From Riboud’s position, he was willing to fund ETG further than the estimated €30 million a year Danone were rumoured to be bankrolling them. Bhaktiar and Richard, on the other hand, either felt that they were protecting the club from big business over-influence, or holding out for a bigger pay-day in an era of billionaire buy-outs of French football clubs.

Either way, a watershed moment had been reached. In the wake of Trotignon’s departure as chairman, Riboud and Danone withdrew from ETG in 2014. The club was effectively on its own. The senior team budget was lost, while the commitment to the youth programme remained in place to an agreement of 2017.

Within a year ETG slipped to relegation from Ligue 1 as 2014-15 saw them return to Ligue 2 after a four season stay in the top division.

The wheels then systematically fell off and a second successive relegation was suffered in May this year. ETG’s descent was as swift and dramatic as its rise. With a reported debt of €8 million, the next blow was receivership. Administrative penalties saw a further relegation back the amateur ranks of the regionalised fourth divisions. All of this just 12 months after kicking their last top-flight ball in anger.

Rumours of Danone and Riboud returning as a saviour of the club amounted to nothing and a statement of a lack of intent soon followed.
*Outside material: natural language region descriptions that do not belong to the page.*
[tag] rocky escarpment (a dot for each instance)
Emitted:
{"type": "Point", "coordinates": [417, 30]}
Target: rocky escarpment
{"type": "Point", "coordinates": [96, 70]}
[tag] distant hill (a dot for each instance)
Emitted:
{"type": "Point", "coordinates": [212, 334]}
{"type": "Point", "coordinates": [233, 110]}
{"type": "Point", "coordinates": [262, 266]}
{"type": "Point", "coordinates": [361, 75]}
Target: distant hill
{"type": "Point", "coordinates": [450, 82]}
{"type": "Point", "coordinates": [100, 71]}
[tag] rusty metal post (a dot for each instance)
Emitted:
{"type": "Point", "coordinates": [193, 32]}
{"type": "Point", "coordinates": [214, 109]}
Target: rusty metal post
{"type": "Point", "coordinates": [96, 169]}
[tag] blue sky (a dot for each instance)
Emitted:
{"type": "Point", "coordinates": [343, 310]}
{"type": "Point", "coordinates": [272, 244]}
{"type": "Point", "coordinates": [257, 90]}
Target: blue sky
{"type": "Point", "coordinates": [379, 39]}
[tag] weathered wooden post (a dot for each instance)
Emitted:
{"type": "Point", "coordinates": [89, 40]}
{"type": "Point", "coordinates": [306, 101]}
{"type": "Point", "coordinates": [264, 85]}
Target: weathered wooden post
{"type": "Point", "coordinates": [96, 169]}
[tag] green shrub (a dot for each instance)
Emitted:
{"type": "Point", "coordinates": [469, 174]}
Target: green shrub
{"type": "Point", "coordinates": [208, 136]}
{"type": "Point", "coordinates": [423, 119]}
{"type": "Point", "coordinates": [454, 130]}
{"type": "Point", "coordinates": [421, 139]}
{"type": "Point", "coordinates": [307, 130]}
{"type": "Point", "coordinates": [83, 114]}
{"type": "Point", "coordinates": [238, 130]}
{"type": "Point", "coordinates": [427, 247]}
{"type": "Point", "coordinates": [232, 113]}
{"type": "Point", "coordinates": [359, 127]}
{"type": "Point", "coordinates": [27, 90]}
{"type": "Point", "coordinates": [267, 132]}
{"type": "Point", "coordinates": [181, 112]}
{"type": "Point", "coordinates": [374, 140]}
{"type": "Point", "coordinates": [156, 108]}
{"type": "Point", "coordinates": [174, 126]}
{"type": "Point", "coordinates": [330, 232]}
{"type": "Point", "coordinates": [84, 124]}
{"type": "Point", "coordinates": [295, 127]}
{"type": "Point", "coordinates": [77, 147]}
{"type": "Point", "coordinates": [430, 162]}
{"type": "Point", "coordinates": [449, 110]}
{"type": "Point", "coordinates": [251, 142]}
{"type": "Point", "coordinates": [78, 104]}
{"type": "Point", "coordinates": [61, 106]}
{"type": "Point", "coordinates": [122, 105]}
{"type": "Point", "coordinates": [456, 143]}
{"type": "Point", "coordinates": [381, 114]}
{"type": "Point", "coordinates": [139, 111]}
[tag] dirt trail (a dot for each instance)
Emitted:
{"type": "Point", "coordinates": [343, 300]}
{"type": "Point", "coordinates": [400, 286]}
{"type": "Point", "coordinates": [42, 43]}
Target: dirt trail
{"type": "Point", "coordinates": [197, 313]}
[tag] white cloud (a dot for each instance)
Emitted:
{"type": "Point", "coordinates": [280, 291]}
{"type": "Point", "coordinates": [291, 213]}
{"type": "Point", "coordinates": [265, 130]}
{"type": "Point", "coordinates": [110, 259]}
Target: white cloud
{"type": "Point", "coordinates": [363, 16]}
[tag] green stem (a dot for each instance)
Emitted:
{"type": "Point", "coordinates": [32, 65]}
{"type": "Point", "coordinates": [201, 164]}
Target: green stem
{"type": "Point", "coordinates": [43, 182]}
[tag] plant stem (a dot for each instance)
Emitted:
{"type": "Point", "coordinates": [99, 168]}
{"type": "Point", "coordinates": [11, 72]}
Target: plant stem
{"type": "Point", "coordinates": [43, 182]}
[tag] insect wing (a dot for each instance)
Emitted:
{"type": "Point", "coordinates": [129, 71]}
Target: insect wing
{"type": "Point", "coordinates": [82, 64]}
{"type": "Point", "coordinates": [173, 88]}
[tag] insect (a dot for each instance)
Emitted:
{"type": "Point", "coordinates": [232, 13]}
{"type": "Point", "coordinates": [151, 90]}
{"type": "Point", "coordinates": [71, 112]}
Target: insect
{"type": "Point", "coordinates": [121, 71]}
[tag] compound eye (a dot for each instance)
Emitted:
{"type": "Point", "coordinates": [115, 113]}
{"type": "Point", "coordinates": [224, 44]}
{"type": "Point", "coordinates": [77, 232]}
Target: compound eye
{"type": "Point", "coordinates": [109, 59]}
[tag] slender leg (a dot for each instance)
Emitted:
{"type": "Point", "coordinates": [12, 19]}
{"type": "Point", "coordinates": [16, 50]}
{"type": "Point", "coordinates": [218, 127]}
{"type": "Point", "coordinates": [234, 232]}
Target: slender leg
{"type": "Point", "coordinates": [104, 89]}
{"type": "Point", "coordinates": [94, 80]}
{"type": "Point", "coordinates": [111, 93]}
Despite being given a two-month probation period with which to save itself, ETG announced that its senior side would not be competing in the 2016-17 season. The club, at senior levelsat least, had all but folded. From Ligue 1 to oblivion in one calamitous year.

ETG continue to live on in the form of their youth side and an affiliated women’s team. The best case scenario is a reformation of one of the previous incarnations of the side, perhaps even back in Thonon one day. In reality, the thinning remnants of the club appear to be on borrowed time.

A daggers drawn effect between warring factors over the control of ETG brought about its eventual downfall, but they had scaled some unimaginable heights by reaching Ligue 1 and a Coupe de France final. A barren land in footballing terms was brought to life for a short period of time, and they almost took themselves over the border and into Switzerland. ETG continued to reinvent themselves, yet they never played in the town with star-billing within its name.

ETG were an apparition of sorts. A mirage. Something that appeared in the corner of your eye but then vanished a soon as you saw it. A trick of the mind maybe? It was football, but not as we know it.